Il existe une évidente difficulté à évaluer l’alliance thérapeutique (ce feeling avec son psy) qui correspond à la qualité de la relation entre un patient et son thérapeute. Il est en effet très compliqué de tester les différentes variables techniques d’une relation et difficile de prescrire à un praticien de développer une alliance pour le bon déroulement d’une étude. L’alliance thérapeutique est en effet la conséquence d’un processus de confiance et de sécurité entre deux personnes.

Toutefois, des études sont malgré tout réalisées et dans l’une des plus importantes à ce sujet, on apprend que l’alliance thérapeutique a un effet significatif sur le résultat clinique d’une thérapie. Cela est valable tant pour les psychothérapies qui accompagnent une prise de médicament actif (antidépresseur, anxiolytiques, antipsychotiques) que pour les thérapies qui accompagnent des prises de médicaments placebo. (National Institute of Mental Health Treatment of Depression Collaborative Research, Krupnick, 1996)

Il existe toutefois une exception à cette idée. “Si l’alliance thérapeutique apparaît être une variable extrêmement importante dans le domaine de la psychothérapie des troubles de l’humeur, des troubles anxieux et des troubles de la personnalité, son rôle paraît nettement moins évident dans le champ de la psychothérapie des addictions. Le processus semble obéir à un autre ordre de complexité, dans lequel le rôle joué par la substance doit être étudié” (Despland J., 2010).

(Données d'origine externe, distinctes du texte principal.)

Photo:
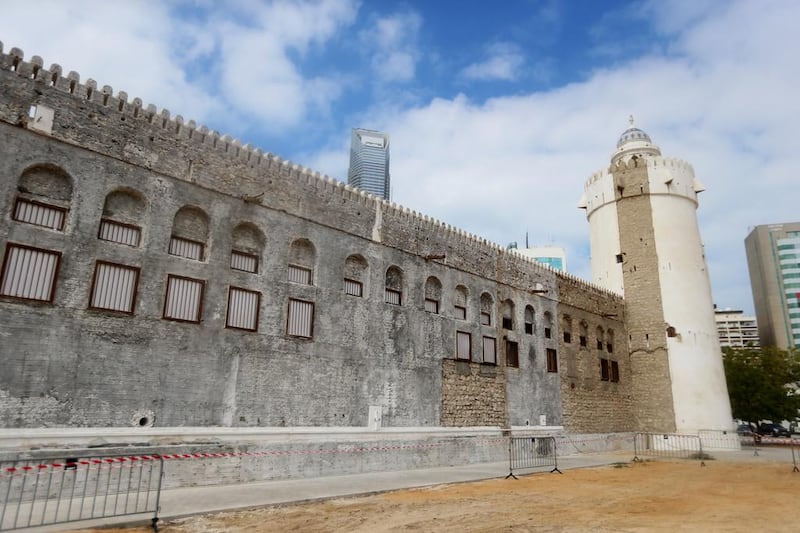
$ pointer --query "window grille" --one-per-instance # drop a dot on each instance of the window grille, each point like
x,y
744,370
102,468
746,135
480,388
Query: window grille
x,y
39,214
298,274
615,371
431,305
463,345
353,287
512,354
120,233
300,319
244,262
186,248
114,287
29,273
243,308
184,300
394,297
489,350
552,360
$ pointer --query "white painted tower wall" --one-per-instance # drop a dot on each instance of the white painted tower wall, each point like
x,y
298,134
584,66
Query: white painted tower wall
x,y
699,389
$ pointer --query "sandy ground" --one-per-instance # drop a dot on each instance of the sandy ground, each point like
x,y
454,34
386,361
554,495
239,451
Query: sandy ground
x,y
650,496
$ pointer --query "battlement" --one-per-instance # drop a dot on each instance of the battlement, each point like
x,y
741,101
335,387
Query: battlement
x,y
188,141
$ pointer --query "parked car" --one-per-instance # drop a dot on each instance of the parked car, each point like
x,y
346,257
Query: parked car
x,y
773,430
745,430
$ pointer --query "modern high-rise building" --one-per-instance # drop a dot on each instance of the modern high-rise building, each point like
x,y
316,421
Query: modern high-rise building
x,y
645,243
773,258
369,162
553,256
735,329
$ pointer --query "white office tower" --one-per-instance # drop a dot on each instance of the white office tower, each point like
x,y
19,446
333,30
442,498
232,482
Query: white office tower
x,y
645,244
369,162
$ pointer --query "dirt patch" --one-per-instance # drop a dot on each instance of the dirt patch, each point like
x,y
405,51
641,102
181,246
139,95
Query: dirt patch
x,y
650,496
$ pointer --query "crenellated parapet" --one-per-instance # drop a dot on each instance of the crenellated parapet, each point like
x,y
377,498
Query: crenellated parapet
x,y
97,118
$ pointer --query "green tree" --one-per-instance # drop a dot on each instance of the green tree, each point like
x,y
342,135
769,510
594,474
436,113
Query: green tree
x,y
761,382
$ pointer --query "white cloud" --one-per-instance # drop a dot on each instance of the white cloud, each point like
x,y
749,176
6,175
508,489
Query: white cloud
x,y
517,164
503,63
392,44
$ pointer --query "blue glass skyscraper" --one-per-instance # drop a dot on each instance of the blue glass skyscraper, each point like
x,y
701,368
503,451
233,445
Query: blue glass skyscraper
x,y
369,162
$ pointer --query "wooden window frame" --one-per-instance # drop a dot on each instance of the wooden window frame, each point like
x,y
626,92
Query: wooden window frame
x,y
605,370
228,309
53,282
64,212
310,335
512,354
552,360
200,303
483,350
134,292
106,220
469,346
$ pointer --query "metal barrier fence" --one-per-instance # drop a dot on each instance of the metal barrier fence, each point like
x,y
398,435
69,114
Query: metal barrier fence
x,y
55,490
668,445
719,439
531,452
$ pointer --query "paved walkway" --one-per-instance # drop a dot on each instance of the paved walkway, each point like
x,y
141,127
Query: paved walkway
x,y
181,502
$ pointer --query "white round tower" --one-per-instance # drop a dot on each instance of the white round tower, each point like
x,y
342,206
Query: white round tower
x,y
645,244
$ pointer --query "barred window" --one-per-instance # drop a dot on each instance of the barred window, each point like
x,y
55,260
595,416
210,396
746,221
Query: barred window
x,y
243,306
298,274
29,273
118,232
300,319
184,299
114,287
39,214
552,360
489,350
186,248
244,261
463,345
353,287
512,354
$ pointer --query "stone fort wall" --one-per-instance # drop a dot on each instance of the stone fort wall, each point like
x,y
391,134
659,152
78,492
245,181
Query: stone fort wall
x,y
74,364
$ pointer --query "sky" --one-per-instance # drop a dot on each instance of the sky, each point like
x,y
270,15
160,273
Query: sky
x,y
498,112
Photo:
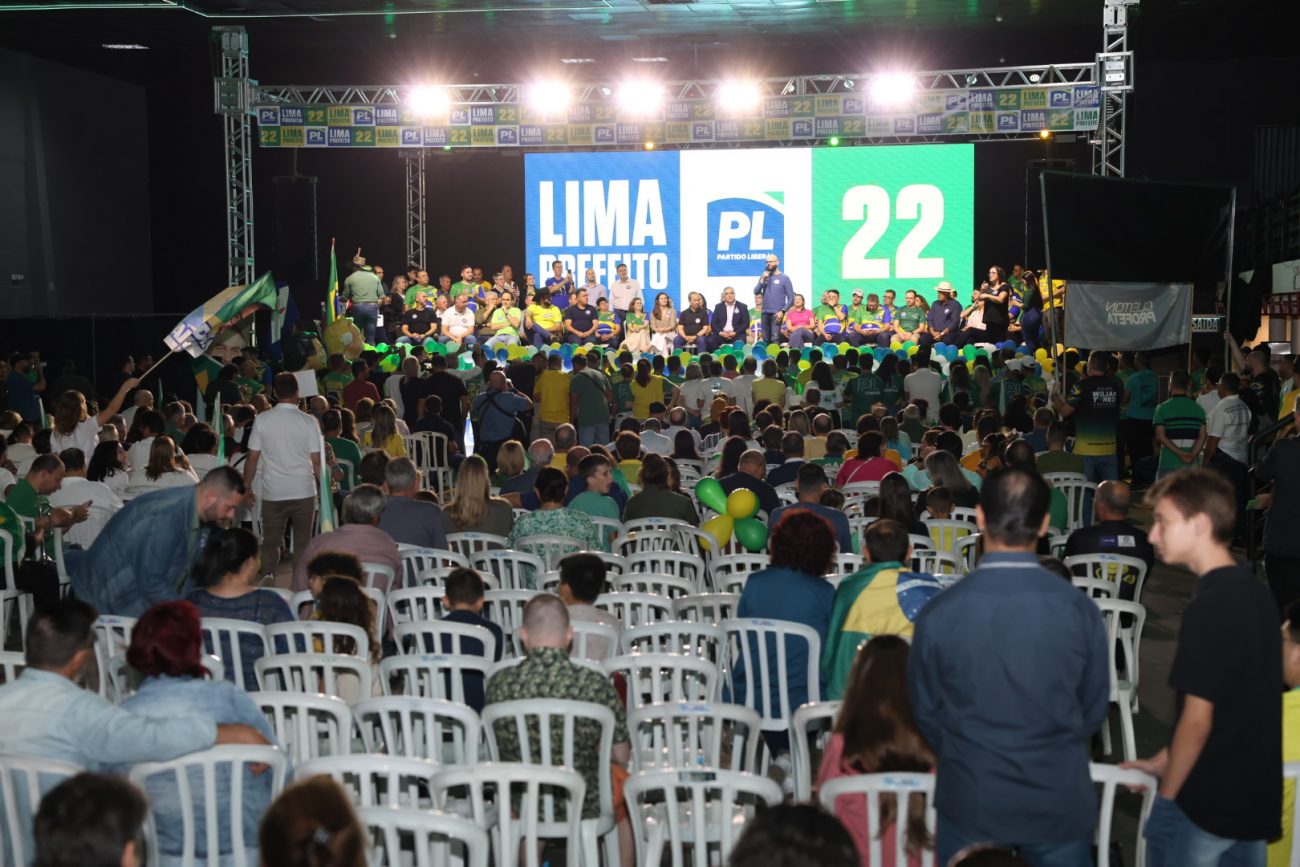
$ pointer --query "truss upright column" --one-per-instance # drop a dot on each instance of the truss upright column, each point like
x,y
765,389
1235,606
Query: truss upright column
x,y
234,104
1116,77
415,213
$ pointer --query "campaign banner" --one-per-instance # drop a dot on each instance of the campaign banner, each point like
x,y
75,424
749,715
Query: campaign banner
x,y
1129,316
871,217
776,118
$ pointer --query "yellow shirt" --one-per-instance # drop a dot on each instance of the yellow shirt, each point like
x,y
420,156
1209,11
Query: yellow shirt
x,y
553,397
1279,852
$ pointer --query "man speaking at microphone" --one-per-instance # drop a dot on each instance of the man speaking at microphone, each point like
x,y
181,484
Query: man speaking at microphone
x,y
778,297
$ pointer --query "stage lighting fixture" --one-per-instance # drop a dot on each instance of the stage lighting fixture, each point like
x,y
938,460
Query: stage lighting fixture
x,y
550,96
892,89
428,100
737,95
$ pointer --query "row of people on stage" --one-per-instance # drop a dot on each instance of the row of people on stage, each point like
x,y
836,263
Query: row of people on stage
x,y
499,313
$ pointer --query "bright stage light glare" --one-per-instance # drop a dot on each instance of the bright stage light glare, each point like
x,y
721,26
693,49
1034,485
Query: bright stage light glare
x,y
550,96
892,89
737,95
428,100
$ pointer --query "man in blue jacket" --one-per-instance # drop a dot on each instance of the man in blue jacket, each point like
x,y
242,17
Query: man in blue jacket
x,y
144,554
1009,681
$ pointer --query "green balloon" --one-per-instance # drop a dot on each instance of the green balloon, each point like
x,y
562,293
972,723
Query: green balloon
x,y
710,493
752,533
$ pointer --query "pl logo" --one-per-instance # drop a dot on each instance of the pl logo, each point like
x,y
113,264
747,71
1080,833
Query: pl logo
x,y
742,233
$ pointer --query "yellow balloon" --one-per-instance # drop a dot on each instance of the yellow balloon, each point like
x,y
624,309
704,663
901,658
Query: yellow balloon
x,y
719,529
741,503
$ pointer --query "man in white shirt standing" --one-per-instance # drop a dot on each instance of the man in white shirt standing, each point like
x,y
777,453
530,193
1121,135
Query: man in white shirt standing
x,y
286,445
622,291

Cette recherche et celles qui lui sont associées permettent de dire que quelle que soit l’approche choisie, une thérapie aura le plus se chance d’aboutir essentiellement si le patient se sent à la fois en sécurité et en confiance avec son thérapeute. C’est le critère de choix le plus prédictif d’efficacité connu à ce jour.

Conclusion : choisissez donc une personne plutôt qu’une approche, sauf dans le cas d’un traitement des addictions.